Logistic regression has shown highest accuracy followed by SVM and Random Forest. 

## 7. Applying K-Fold Cross Validation

In [75]:
from sklearn.model_selection import cross_val_score

#logistic regression
accuracies_log_reg = cross_val_score(estimator = log_reg, X = X_train, y = y_train, cv = 10)

#SVM
accuracies_svm = cross_val_score(estimator = svm_classifier, X = X_train, y = y_train, cv = 10)

#knn
accuracies_knn = cross_val_score(estimator = knn_classifier, X = X_train, y = y_train, cv = 10)

#Kernel SVM
accuracies_kernel_svm = cross_val_score(estimator = kernel_svm, X = X_train, y = y_train, cv = 10)

#Naive Bayes
accuracies_nb = cross_val_score(estimator = nb, X = X_train, y = y_train, cv = 10)

#Decision Tree Classifier
accuracies_dt = cross_val_score(estimator = dt, X = X_train, y = y_train, cv = 10)

#Random Forest
accuracies_rf = cross_val_score(estimator = rf, X = X_train, y = y_train, cv = 10)

#XGBoost
accuracies_xgb = cross_val_score(estimator = xgb, X= X_train, y = y_train, cv = 10)

print("\n")
print("Accuracy from Logistic Regression:       {:.2f} %" .format(accuracies_log_reg.mean()*100))
print("Standard Deviation:                      {:.2f} %" .format(accuracies_log_reg.std()*100))
print("\n")
print("Accuracy from SVM Classifier:            {:.2f} %" .format(accuracies_svm.mean()*100))
print("Standard Deviation:                      {:.2f} %" .format(accuracies_svm.std()*100))
print("\n")
print("Accuracy from KNN Classifier:            {:.2f} %" .format(accuracies_knn.mean()*100))
print("Standard Deviation:                      {:.2f} %" .format(accuracies_knn.std()*100))
print("\n")
print("Accuracy from Kernel SVM:                {:.2f} %" .format(accuracies_kernel_svm.mean()*100))
print("Standard Deviation:                      {:.2f} %" .format(accuracies_kernel_svm.std()*100))
print("\n")
print("Accuracy from Naive Bayes Classifier:    {:.2f} %" .format(accuracies_nb.mean()*100))
print("Standard Deviation:                      {:.2f} %" .format(accuracies_nb.std()*100))
print("\n")
print("Accuracy from Decision Tree Classifier:  {:.2f} %" .format(accuracies_dt.mean()*100))
print("Standard Deviation:                      {:.2f} %" .format(accuracies_dt.std()*100))
print("\n")
print("Accuracy from Random Forest Classifier:  {:.2f} %" .format(accuracies_rf.mean()*100))
print("Standard Deviation:                      {:.2f} %" .format(accuracies_rf.std()*100))
print("\n")
print("Accuracy from XGBoost:                   {:.2f} %" .format(accuracies_xgb.mean()*100))
print("Standard Deviation:                      {:.2f} %" .format(accuracies_xgb.std()*100))

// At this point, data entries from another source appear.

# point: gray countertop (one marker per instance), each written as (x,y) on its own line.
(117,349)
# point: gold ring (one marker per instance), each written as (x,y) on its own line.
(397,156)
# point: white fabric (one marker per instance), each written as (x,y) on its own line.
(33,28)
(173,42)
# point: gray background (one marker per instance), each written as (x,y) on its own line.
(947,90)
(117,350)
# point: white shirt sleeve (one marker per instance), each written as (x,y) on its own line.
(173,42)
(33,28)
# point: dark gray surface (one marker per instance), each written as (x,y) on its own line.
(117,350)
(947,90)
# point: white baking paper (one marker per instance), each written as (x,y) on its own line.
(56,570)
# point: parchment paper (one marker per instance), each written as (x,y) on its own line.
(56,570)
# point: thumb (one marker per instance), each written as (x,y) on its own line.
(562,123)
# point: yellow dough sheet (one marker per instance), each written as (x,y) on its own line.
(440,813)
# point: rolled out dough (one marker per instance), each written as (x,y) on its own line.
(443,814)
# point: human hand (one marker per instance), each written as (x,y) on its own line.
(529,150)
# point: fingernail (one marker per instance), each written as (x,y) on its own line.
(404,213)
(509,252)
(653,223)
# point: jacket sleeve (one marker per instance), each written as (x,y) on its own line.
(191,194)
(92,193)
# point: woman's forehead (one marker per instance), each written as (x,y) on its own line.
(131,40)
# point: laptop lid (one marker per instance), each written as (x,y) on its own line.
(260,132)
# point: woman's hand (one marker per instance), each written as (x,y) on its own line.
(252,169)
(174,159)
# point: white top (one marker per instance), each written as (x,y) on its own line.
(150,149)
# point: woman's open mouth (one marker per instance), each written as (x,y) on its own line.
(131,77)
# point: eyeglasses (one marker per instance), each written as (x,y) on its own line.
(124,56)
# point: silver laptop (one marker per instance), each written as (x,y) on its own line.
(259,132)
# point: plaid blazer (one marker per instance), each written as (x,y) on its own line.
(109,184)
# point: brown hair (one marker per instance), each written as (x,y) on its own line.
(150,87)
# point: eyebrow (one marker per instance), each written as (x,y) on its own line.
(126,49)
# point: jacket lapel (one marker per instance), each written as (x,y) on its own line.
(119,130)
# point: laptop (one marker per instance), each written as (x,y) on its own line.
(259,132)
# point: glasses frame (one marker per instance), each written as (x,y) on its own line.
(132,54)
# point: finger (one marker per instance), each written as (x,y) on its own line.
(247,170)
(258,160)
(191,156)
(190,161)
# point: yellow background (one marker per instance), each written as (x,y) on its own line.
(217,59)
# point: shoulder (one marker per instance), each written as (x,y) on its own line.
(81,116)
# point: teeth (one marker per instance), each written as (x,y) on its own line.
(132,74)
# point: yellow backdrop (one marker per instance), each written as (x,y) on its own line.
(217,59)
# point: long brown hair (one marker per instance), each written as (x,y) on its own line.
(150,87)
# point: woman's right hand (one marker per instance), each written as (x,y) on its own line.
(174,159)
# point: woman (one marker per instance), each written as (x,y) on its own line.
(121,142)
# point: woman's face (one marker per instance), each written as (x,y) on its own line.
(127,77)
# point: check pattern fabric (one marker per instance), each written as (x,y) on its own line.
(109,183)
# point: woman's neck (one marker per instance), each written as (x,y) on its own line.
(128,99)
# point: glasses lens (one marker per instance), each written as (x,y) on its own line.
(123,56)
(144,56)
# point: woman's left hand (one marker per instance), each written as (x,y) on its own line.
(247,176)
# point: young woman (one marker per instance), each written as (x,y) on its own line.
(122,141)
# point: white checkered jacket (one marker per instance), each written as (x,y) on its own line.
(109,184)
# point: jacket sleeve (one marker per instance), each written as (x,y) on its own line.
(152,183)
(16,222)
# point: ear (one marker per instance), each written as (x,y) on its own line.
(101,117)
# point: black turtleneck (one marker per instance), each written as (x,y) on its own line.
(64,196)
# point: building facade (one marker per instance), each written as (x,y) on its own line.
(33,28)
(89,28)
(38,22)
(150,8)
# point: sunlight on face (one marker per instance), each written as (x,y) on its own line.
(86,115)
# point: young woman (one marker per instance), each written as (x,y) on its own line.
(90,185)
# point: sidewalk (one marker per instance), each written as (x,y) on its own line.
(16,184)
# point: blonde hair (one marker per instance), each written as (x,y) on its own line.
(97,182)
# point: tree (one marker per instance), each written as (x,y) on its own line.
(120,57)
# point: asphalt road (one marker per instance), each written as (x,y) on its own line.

#print("Standard Deviation_Logistic Regression: {:.2f} %" .format(accuracies_log_reg.std()*100))
#print("Standard Deviation_SVM Classifier:      {:.2f} %" .format(accuracies_svm.std()*100))
#print("Standard Deviation_KNN Classifier:      {:.2f} %" .format(accuracies_knn.std()*100))
#print("Standard Deviation_Kernel_SVM:          {:.2f} %" .format(accuracies_kernel_svm.std()*100))
#print("Standard Deviation_Naive Bayes:         {:.2f} %" .format(accuracies_nb.std()*100))
#print("Standard Deviation_Decision Tree:       {:.2f} %" .format(accuracies_dt.std()*100))
#print("Standard Deviation_Random Forest:       {:.2f} %" .format(accuracies_rf.std()*100))
#print("Standard Deviation_ XGBoost:            {:.2f} %" .format(accuracies_xgb.std()*100))



Accuracy from Logistic Regression:       96.34 %
Standard Deviation:                      2.02 %


Accuracy from SVM Classifier:            96.70 %
Standard Deviation:                      1.61 %


Accuracy from KNN Classifier:            96.52 %
Standard Deviation:                      2.09 %


Accuracy from Kernel SVM:                96.70 %
Standard Deviation:                      1.81 %


Accuracy from Naive Bayes Classifier:    96.33 %
Standard Deviation:                      2.33 %


Accuracy from Decision Tree Classifier:  95.05 %
Standard Deviation:                      2.61 %


Accuracy from Random Forest Classifier:  95.60 %
Standard Deviation:                      1.68 %


Accuracy from XGBoost:                   96.52 %
Standard Deviation:                      1.72 %


Applying 10 fold cross validation has improved the accuracies of all the models, except logistic regression.  

Overall, **logistic regression model** has performed better in predicting whether the given tumor is beingn or malignant.